Tricky one! It's typical that the rare occasion i do see them they're on the opposite side of the tank. Can't imagine them venturing up to the skimmer but they obviously are. Hopefully someone else has a solution. The only other thing i can think of is during night hours, using the mesh and sacrificing the skimmer until they hide during the day again.


----------



## Kevin Eades (10 Feb 2021)

Mine seem to be always active very funny watching them fight over algea wafers


----------



## jaypeecee (10 Feb 2021)

CalRed said:


> -Unsure of copper levels so maybe a copper test?


 Hi @CalRed 

Here's some very useful bedtime reading:









						How Copper Affects Dwarf Shrimp - Shrimp and Snail Breeder
					

Exposure to high copper disrupts respiration, inhibits reproduction, reduces fertilization success, decreases fecundity of the shrimp.




					aquariumbreeder.com
				




Although the above article recommends the API and Seachem copper test kits, I would definitely not select the API test kit. I have the API copper test kit and it is not sensitive enough. The Seachem may be a better choice but it cannot reliably measure to "less than 0.01mg/l". I use a dip stick test:









						SenSafe® John's Copper Check 0-2ppm (Bottle of 25 tests)
					

This Copper colour test strip, from our SenSafe® brand allows for quick and accurate testing of Free Copper in water. This is a simple dip and read test and you will have your result within 2 minutes. Our patented aperture strips are unique in the way the water flows through them and detects the...




					www.itseurope.co.uk
				




JPC


----------



## CalRed (11 Feb 2021)

jaypeecee said:


> Hi @CalRed
> 
> Here's some very useful bedtime reading:
> 
> ...


Thanks jay i'll have a look later this evening and order johns copper test kit.


----------



## CalRed (19 Feb 2021)

Kevin Eades said:


> I have the same issue with my skimmer but normally only my cherries get in. I even found a fish in the filter. Must of jumped and landed on the skimmer is my only logic. Luckily when I did my filter change I found him still alive !

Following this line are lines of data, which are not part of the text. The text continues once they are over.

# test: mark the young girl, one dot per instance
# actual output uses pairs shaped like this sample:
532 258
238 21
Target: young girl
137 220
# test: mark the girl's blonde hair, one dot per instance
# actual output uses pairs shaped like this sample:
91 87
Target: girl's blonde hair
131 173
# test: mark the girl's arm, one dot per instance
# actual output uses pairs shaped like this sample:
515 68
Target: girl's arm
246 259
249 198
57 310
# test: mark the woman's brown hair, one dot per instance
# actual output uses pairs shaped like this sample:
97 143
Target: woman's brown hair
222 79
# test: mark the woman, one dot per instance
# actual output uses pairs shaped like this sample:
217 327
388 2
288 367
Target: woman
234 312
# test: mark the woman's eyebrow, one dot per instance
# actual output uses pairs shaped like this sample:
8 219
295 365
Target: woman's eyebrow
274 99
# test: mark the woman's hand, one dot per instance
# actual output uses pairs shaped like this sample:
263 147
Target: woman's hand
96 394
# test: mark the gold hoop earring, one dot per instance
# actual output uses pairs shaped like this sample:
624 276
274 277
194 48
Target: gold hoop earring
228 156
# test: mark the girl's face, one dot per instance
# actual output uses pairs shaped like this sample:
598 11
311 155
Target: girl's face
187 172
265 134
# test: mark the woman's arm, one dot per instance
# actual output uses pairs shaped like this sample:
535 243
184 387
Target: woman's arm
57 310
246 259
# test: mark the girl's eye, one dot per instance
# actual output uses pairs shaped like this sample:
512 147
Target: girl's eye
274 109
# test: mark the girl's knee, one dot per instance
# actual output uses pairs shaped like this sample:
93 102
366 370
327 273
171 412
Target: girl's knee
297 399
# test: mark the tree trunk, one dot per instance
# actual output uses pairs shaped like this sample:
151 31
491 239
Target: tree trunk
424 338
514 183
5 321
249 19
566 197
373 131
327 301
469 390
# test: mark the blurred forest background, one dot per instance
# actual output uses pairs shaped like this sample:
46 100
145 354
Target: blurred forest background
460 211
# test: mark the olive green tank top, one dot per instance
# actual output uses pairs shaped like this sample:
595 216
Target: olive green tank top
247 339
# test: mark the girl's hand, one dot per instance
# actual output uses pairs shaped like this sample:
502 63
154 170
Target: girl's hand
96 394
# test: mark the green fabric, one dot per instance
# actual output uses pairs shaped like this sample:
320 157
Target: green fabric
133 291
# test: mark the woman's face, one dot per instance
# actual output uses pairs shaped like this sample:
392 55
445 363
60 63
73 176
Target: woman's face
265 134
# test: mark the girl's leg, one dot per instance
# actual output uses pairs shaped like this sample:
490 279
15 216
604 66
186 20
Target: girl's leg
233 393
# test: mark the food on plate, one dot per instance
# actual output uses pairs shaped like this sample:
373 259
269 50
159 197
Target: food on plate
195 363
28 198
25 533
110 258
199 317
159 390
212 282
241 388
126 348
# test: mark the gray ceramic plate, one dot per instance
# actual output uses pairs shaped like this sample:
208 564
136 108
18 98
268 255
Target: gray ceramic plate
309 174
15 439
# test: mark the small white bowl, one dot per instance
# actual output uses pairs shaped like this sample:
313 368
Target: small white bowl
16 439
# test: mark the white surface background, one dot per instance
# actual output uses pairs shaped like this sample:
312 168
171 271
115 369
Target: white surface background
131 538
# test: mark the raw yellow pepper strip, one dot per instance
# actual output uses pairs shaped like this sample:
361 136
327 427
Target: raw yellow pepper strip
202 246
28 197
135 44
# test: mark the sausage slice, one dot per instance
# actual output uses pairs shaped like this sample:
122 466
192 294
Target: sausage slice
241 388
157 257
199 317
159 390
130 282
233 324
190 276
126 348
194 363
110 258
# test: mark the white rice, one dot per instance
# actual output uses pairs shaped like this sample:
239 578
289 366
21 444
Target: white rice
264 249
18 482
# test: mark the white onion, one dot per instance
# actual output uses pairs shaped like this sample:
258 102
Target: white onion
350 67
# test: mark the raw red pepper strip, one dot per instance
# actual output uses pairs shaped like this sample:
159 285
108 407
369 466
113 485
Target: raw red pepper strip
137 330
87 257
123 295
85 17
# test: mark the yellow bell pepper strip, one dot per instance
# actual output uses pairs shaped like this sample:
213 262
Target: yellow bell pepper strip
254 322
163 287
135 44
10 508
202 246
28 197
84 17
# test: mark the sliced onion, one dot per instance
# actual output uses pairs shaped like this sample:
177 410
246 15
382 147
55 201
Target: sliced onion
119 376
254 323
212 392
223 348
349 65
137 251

Trying this currently and seems to be working so far. Needs cleaning every couple of days but its keeping the shrimp where they're supposed to be. I clean the skimmer regularly so it requires no extra effort really. Its just some fine netting with the relevant holes cut.


----------



## Simmo (7 Mar 2021)

Can I clarify something? My query is very similar as have soft water and have ordered some Amanos. Where do Amanos get their calcium from? If I feed them with a shrimp food that is calcium enriched and have a whole cuttle bone for them to graze on (will they?) do I also need to increase hardness of my very soft water? If they absorb enough calcium in their diet is it needed in the water? Thanks


----------